A couple of western treats: the run of the mill GUN FURY in 1953 is a pleasing Raoul Walsh oater with the good teaming of Rock Hudson and Donna Reed (right) fighting badman Phil Carey, and young Lee Marvin excels here as he does in SEVEN MEN FROM NOW, reviewed here recently. Ty Power and Susan Hayward are teamed in Hathaway's tense RAWHIDE for Fox in 1951 more of a thriller than a western as Hugh Marlowe and his gang, including Jack Elam at his most loathsome, hold up a stagecoach station while awaiting a gold consignment to be delivered. Can our warring couple outwit the gang and keep alive?
A nice treat yesterday was TRIBUTE TO A BAD MAN which I vaguely remember going to with my father but I hardly remembered it, its a handsome 1956 western by Robert Wise (just after his HELEN OF TROY - he certainly excelled in all genres).

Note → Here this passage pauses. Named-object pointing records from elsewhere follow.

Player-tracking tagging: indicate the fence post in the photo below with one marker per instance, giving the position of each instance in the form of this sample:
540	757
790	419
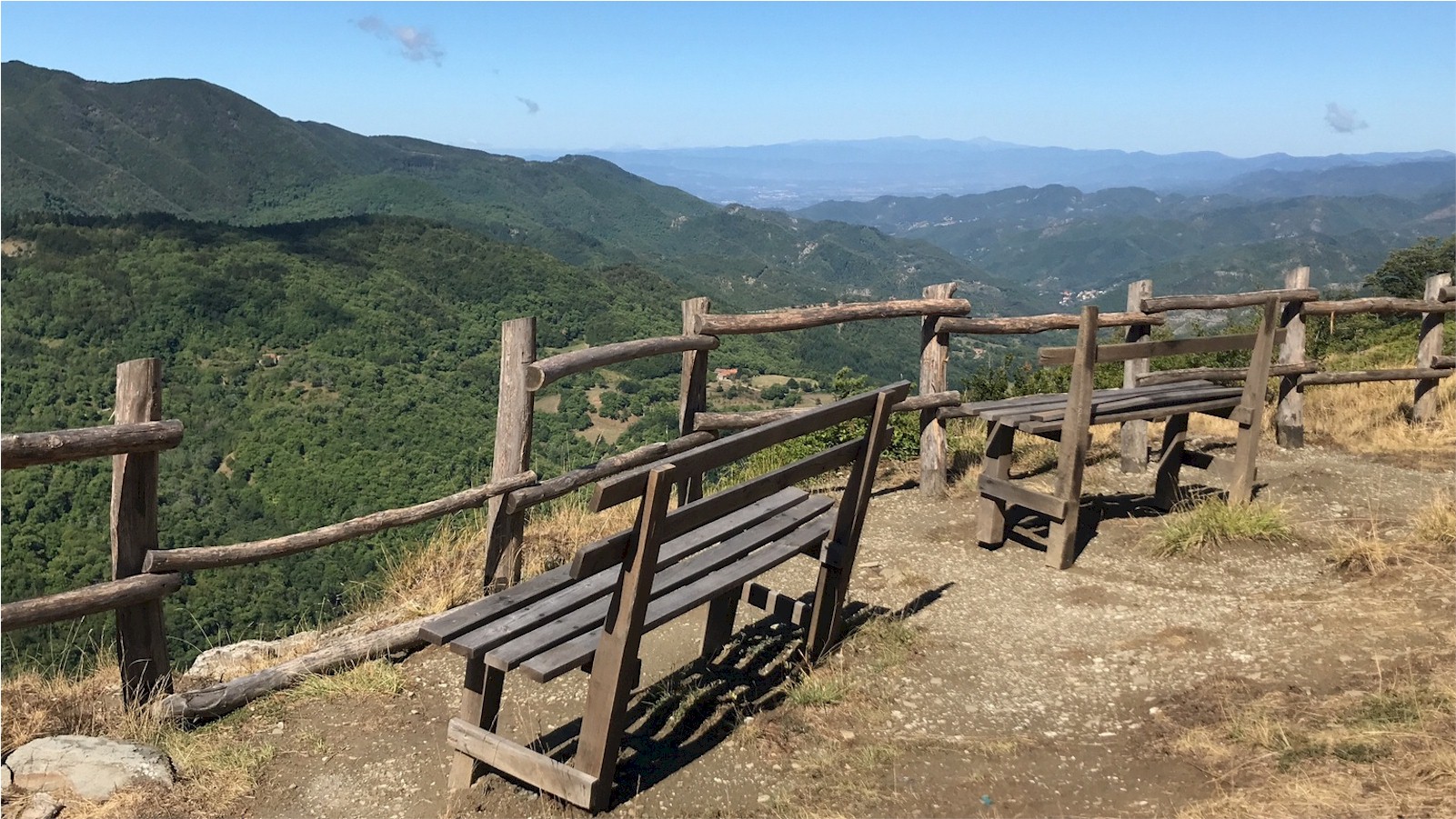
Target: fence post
513	453
1289	416
142	642
693	392
1430	346
935	353
1133	435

Jeremy Rodock is a tough horse rancher who strings up rustlers soon as
look at them. Fresh out of Pennsylvania, Steve Miller finds it hard to
get used to Rodock's ways, although he takes an immediate shine to his
Greek girl Jocasta.
The interest here is the debut of Greek actress Irene Papas as Jocasta, years before her great Greek roles, playing opposite James Cagney - it should have been Spencer Tracy but he objected to being away on location. Its a handsome production with great landscapes (like that other discovery last year, THE VIOLENT MEN which had Edward G Robinson in a similar role) with a rather predictable storyline and some jarring back projections towards the end, but certainly an enjoyable time out west.